Not every book is right for every agent or editor. Not every author is right for every agent or editor. It’s almost always a matter of right book, right agent, right time. In other words, part skill, part luck, part fit.

A rejection in most cases isn’t personal. I’m sure Colleen Lindsay didn’t have some terrible hate on for Roscoe (though what sort of asshole refers to women he’s not dating or related to as “babe” in professional correspondence?). Whatever he submitted wasn’t right for her. She said so and that should have been it.
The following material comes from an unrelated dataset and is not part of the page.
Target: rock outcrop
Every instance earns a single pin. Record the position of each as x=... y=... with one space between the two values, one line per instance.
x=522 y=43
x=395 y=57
There is absolutely NO reason for an author to write a nastygram to someone after a rejection. None. Even if she’d written back and said, “Dear Roscoe, you suck, don’t quit your day job” he should have shined it on and kept going. You RESIST the urge to write back and trumpet your brilliance to the person who just said no to you. And you keep writing and submitting because the only way to get an agent, if you want one, is to continue subbing until you find the right fit.

A sure way not to do that is to write a nastygram to a person of some power in the arena you want to succeed in and alienate them. (oh and to insult the authors already repped by that agent, LOL)

This is a small business. People talk. Your reputation is something that should matter. Only the very brilliant who sell craptons of books get to act like dickwads. Being a dickwad isn’t special, they’re a dime a dozen. Being an author? Well, I happen to think it’s pretty awesome. I’d choose to be one over a dickwad any day and keep my annoyed commentary about people who don’t recognize my brilliance to my BFFs.

Keep your shit together.
Keep trying.
Keep honing your craft.
Keep civil and respectful.

Really, it’s not that mysterious.

Oh and if you don’t want to be outed as a dickwad, don’t send other people nastygrams or you might end up as an object lesson too. Which would suck.

2 comments to “Things Not To Do (Writerly Wednesday on a Tuesday Edition)”

  1. Roni Griffin
    April 13th, 2010 at 12:36 pm · Link

    *takes mental note* don’t be a dickwad

    Check.

    I’m always amazed at the people who think going off on an agent like that is going to win them any points with anyone. I used to be a corporate recruiter and it was the same thing when I turned people down for jobs. Like, lady, you made a mistake, you don’t know what you’re missing! No. Really. I do. Thanks.



  2. azteclady
    April 13th, 2010 at 3:54 pm · Link

    Lauren, my love for you knows no bounds.